# Phal. violacea 'Indigo Blue' Deep Blue Sea



## Guldal (Aug 7, 2019)

It's blueish hue is more outspoken in real life, but I would still characterize it as indigo more than deep blue! No matter what, I find it stil lovely and it has a nice fragrance.


----------



## Greenpaph (Aug 7, 2019)

Super color saturation! Love it!


----------



## e-spice (Aug 7, 2019)

Very sharp. Great job. Hard to beat a purple violacea.


----------



## abax (Aug 7, 2019)

Such a splendid Phal. with outstanding color
intensity. I want one!


----------



## P.K.Hansen (Aug 8, 2019)

Wonderful color. I'd get some of those phals if I had the space for them.


----------



## likespaphs (Aug 24, 2019)

wow!


----------



## Hien (Aug 25, 2019)

amazing color.
Does this one have parents trace back from the Norton breeding line?


----------



## Guldal (Aug 27, 2019)

Hien said:


> Does this one have parents trace back from the Norton breeding line?

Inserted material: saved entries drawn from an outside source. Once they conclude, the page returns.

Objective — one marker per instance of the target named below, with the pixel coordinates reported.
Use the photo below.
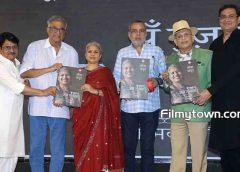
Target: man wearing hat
(196, 128)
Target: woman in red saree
(96, 124)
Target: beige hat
(179, 25)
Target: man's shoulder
(127, 48)
(153, 47)
(203, 50)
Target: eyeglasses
(9, 48)
(230, 17)
(56, 30)
(138, 31)
(180, 36)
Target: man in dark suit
(225, 131)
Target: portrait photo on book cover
(68, 85)
(134, 74)
(183, 81)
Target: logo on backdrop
(205, 34)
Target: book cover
(134, 74)
(69, 82)
(183, 81)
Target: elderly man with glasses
(225, 94)
(40, 64)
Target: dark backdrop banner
(107, 21)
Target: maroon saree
(96, 127)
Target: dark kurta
(225, 133)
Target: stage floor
(23, 166)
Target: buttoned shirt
(185, 57)
(41, 54)
(157, 66)
(11, 108)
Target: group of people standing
(105, 136)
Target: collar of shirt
(185, 57)
(9, 62)
(143, 47)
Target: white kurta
(11, 108)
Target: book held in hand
(69, 82)
(134, 74)
(183, 81)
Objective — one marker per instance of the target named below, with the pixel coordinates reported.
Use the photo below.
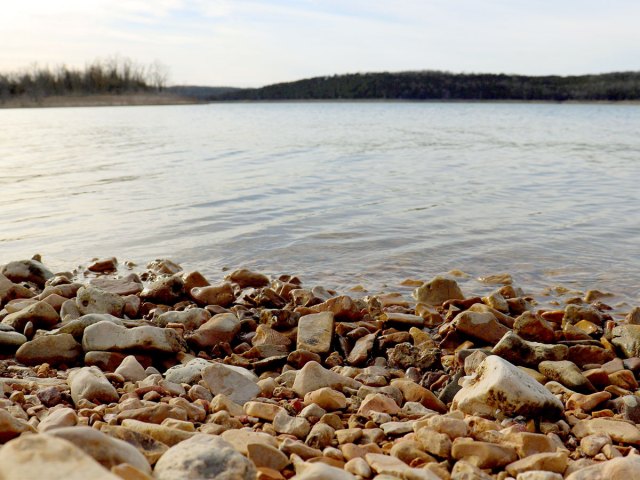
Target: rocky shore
(162, 374)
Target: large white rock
(314, 376)
(499, 385)
(238, 383)
(89, 383)
(43, 456)
(204, 457)
(107, 336)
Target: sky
(251, 43)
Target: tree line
(437, 85)
(115, 75)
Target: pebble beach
(111, 372)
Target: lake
(339, 193)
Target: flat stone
(129, 285)
(500, 386)
(483, 326)
(549, 462)
(51, 349)
(263, 455)
(568, 374)
(315, 332)
(27, 271)
(529, 354)
(106, 450)
(204, 457)
(32, 456)
(239, 384)
(220, 328)
(40, 314)
(131, 369)
(483, 454)
(89, 383)
(192, 318)
(618, 430)
(107, 336)
(11, 427)
(166, 435)
(221, 295)
(326, 398)
(58, 418)
(95, 300)
(313, 376)
(437, 291)
(10, 340)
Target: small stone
(263, 455)
(567, 373)
(313, 376)
(51, 349)
(520, 352)
(220, 328)
(437, 291)
(94, 300)
(221, 295)
(483, 454)
(549, 462)
(238, 383)
(499, 385)
(204, 457)
(131, 370)
(89, 383)
(107, 336)
(106, 450)
(482, 326)
(326, 398)
(315, 332)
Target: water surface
(339, 193)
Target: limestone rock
(529, 354)
(204, 457)
(192, 318)
(107, 336)
(482, 326)
(238, 383)
(220, 328)
(313, 376)
(566, 373)
(499, 385)
(106, 450)
(89, 383)
(27, 271)
(315, 332)
(40, 314)
(11, 427)
(94, 300)
(437, 291)
(32, 456)
(51, 349)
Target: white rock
(499, 385)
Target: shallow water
(338, 193)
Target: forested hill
(433, 85)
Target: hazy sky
(255, 42)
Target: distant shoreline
(100, 100)
(142, 99)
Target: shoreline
(71, 101)
(266, 378)
(171, 99)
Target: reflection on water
(340, 193)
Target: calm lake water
(338, 193)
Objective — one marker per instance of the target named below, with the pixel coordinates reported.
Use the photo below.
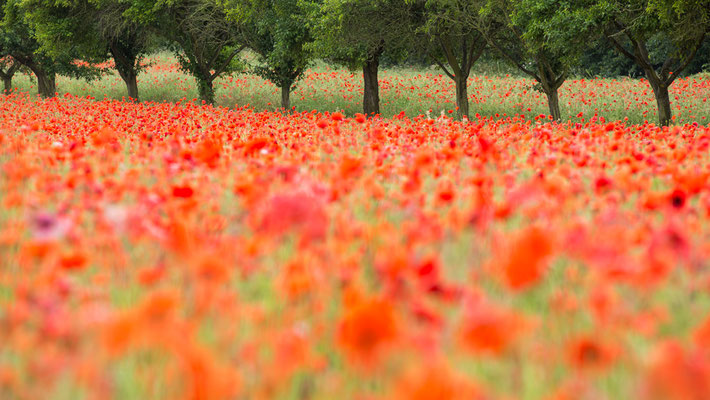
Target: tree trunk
(371, 95)
(663, 100)
(130, 78)
(553, 102)
(206, 90)
(7, 83)
(286, 96)
(46, 83)
(126, 65)
(462, 96)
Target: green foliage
(199, 34)
(20, 38)
(350, 32)
(277, 31)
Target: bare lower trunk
(462, 96)
(131, 81)
(553, 102)
(127, 65)
(663, 101)
(286, 96)
(371, 95)
(46, 84)
(7, 84)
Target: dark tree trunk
(206, 90)
(462, 96)
(130, 78)
(132, 86)
(46, 83)
(371, 95)
(663, 101)
(286, 96)
(553, 102)
(126, 64)
(7, 84)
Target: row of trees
(544, 39)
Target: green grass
(415, 91)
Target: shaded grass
(414, 91)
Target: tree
(92, 30)
(633, 27)
(19, 40)
(204, 42)
(519, 30)
(276, 30)
(356, 33)
(8, 68)
(451, 42)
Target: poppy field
(181, 251)
(411, 90)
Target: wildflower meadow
(177, 250)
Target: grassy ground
(413, 91)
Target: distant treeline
(548, 41)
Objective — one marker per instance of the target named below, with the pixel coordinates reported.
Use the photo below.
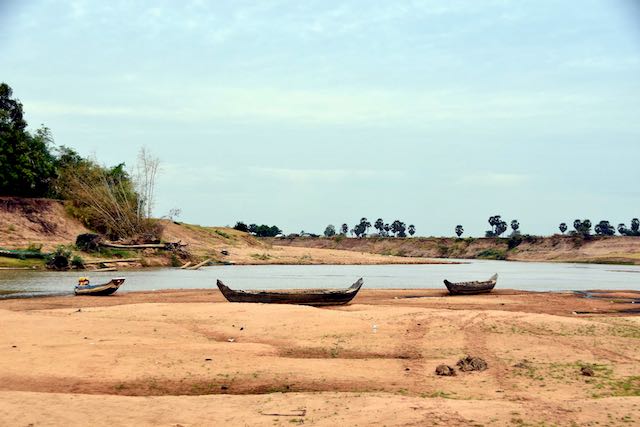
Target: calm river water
(513, 275)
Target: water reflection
(514, 275)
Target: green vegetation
(496, 254)
(105, 199)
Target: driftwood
(167, 246)
(107, 261)
(105, 269)
(197, 266)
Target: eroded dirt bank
(596, 249)
(189, 358)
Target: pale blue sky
(302, 114)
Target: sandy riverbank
(189, 358)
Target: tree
(582, 227)
(264, 230)
(398, 228)
(633, 231)
(603, 228)
(145, 181)
(361, 228)
(330, 231)
(379, 225)
(241, 226)
(498, 226)
(27, 163)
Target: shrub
(59, 258)
(496, 254)
(77, 262)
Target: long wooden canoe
(470, 288)
(315, 297)
(99, 290)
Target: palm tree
(379, 225)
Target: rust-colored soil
(190, 358)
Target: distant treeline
(580, 227)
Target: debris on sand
(472, 363)
(445, 371)
(587, 371)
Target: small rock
(472, 363)
(445, 371)
(587, 371)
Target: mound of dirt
(25, 222)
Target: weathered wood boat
(99, 290)
(315, 297)
(470, 288)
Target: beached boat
(103, 289)
(470, 288)
(316, 297)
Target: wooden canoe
(315, 297)
(99, 290)
(470, 288)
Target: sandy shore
(189, 358)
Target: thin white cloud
(303, 175)
(494, 179)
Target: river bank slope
(45, 224)
(557, 248)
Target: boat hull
(99, 290)
(471, 288)
(313, 297)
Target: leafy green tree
(362, 227)
(603, 228)
(27, 163)
(582, 227)
(241, 226)
(633, 231)
(379, 225)
(498, 226)
(398, 228)
(330, 231)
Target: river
(530, 276)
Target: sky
(303, 114)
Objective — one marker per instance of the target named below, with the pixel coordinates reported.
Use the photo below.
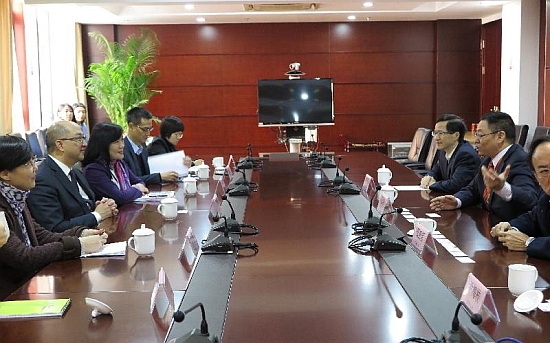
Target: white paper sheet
(169, 161)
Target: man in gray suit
(140, 125)
(62, 198)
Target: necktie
(487, 191)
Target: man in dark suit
(457, 162)
(505, 185)
(62, 198)
(530, 232)
(140, 125)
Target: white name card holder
(162, 300)
(478, 297)
(384, 203)
(189, 251)
(230, 167)
(423, 240)
(368, 188)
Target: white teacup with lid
(143, 240)
(384, 175)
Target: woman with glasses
(29, 246)
(104, 168)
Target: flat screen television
(303, 102)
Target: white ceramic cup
(384, 175)
(391, 192)
(189, 185)
(142, 241)
(168, 208)
(428, 223)
(203, 172)
(217, 162)
(203, 188)
(521, 278)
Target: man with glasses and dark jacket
(505, 185)
(456, 162)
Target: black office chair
(539, 132)
(521, 134)
(420, 146)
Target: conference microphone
(195, 336)
(453, 336)
(232, 224)
(338, 180)
(385, 242)
(221, 243)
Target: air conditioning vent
(310, 6)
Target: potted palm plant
(122, 80)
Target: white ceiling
(233, 11)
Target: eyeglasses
(543, 173)
(78, 139)
(145, 129)
(479, 135)
(31, 163)
(439, 133)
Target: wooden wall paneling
(382, 36)
(458, 68)
(384, 72)
(388, 67)
(491, 60)
(414, 98)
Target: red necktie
(487, 191)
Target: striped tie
(487, 191)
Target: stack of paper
(33, 308)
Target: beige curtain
(6, 66)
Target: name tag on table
(423, 239)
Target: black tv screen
(300, 102)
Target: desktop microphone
(220, 243)
(384, 241)
(453, 336)
(372, 222)
(338, 180)
(232, 224)
(195, 336)
(348, 187)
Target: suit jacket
(160, 145)
(456, 173)
(99, 177)
(56, 203)
(135, 162)
(525, 189)
(18, 263)
(536, 223)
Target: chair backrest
(41, 135)
(539, 132)
(32, 139)
(419, 145)
(521, 134)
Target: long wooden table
(303, 285)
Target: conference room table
(304, 284)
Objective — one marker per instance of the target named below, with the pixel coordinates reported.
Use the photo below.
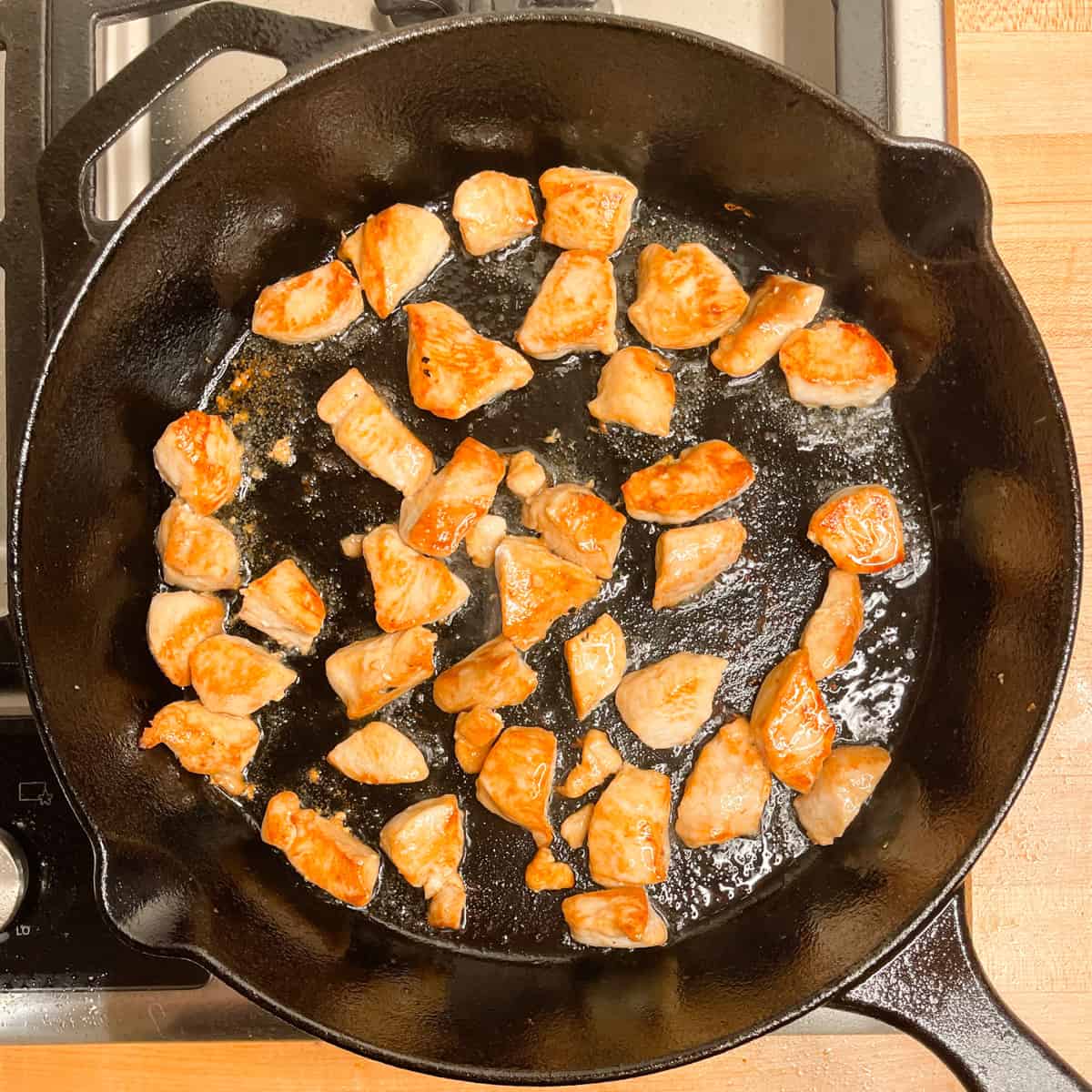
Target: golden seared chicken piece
(860, 529)
(834, 629)
(410, 590)
(685, 298)
(379, 754)
(393, 252)
(574, 311)
(726, 791)
(779, 307)
(200, 459)
(452, 369)
(587, 210)
(835, 364)
(494, 675)
(309, 307)
(627, 838)
(197, 551)
(371, 436)
(177, 623)
(369, 674)
(792, 724)
(517, 780)
(536, 588)
(666, 703)
(285, 605)
(236, 676)
(578, 525)
(596, 662)
(492, 211)
(620, 918)
(680, 490)
(435, 520)
(213, 743)
(636, 389)
(323, 851)
(689, 560)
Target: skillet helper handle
(936, 989)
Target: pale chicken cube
(310, 307)
(574, 311)
(393, 252)
(322, 850)
(726, 791)
(779, 307)
(835, 364)
(371, 436)
(236, 676)
(637, 389)
(689, 560)
(410, 589)
(454, 369)
(665, 703)
(492, 211)
(177, 623)
(214, 743)
(435, 520)
(680, 490)
(792, 724)
(200, 459)
(369, 674)
(587, 210)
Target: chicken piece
(454, 369)
(410, 590)
(492, 211)
(627, 838)
(620, 918)
(517, 780)
(310, 307)
(369, 674)
(688, 560)
(285, 605)
(536, 588)
(197, 551)
(371, 436)
(792, 723)
(323, 851)
(393, 252)
(846, 780)
(779, 307)
(200, 459)
(835, 364)
(574, 311)
(379, 754)
(587, 210)
(726, 791)
(860, 529)
(596, 662)
(680, 490)
(833, 631)
(665, 703)
(494, 675)
(637, 389)
(236, 676)
(177, 623)
(578, 525)
(213, 743)
(435, 520)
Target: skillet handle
(936, 989)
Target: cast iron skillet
(899, 230)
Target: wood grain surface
(1025, 71)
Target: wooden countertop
(1025, 72)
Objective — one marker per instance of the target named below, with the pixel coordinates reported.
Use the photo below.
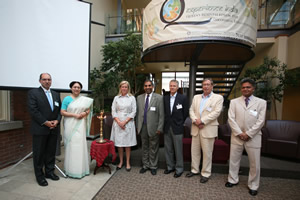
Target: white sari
(76, 152)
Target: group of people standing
(149, 116)
(46, 111)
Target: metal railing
(272, 14)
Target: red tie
(146, 109)
(247, 101)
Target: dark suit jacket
(177, 117)
(155, 114)
(40, 111)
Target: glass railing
(272, 14)
(123, 24)
(278, 14)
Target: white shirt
(172, 101)
(150, 95)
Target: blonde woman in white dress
(123, 128)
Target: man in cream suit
(246, 117)
(150, 121)
(204, 112)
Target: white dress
(123, 107)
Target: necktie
(146, 109)
(49, 99)
(247, 101)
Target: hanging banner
(171, 21)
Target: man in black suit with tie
(176, 111)
(44, 108)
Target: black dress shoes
(128, 169)
(177, 175)
(203, 179)
(42, 182)
(253, 192)
(169, 171)
(153, 172)
(228, 184)
(52, 176)
(143, 170)
(190, 174)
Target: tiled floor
(21, 183)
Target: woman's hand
(120, 123)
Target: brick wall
(16, 144)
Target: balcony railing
(124, 24)
(272, 14)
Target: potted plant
(271, 78)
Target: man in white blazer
(204, 112)
(246, 117)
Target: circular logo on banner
(171, 10)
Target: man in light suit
(176, 111)
(44, 108)
(204, 112)
(150, 121)
(246, 117)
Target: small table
(99, 151)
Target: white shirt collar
(45, 89)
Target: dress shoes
(169, 171)
(128, 169)
(203, 179)
(190, 174)
(252, 192)
(143, 170)
(52, 176)
(177, 175)
(228, 184)
(153, 172)
(42, 182)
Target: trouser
(44, 148)
(207, 146)
(173, 151)
(150, 148)
(236, 152)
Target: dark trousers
(173, 151)
(44, 148)
(150, 148)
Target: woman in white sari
(77, 112)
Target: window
(4, 105)
(181, 77)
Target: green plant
(120, 60)
(272, 77)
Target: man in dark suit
(44, 108)
(176, 111)
(150, 122)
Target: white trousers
(236, 152)
(207, 146)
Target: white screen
(44, 36)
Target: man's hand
(198, 122)
(201, 126)
(51, 124)
(243, 136)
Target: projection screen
(44, 36)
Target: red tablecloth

I have no exact information about the parentage of this plant. I bought it from Popow - they have earlier on offered more than a few violaceas from the Norton breeding line, so I kind of just presumed by the epithet 'Deep Blue Sea', that this one was just another one of these. But, maybe I'm in the wrong?

Kind regards, 
Jens


----------



## Ozpaph (Sep 3, 2019)

great colour even if its not blue


----------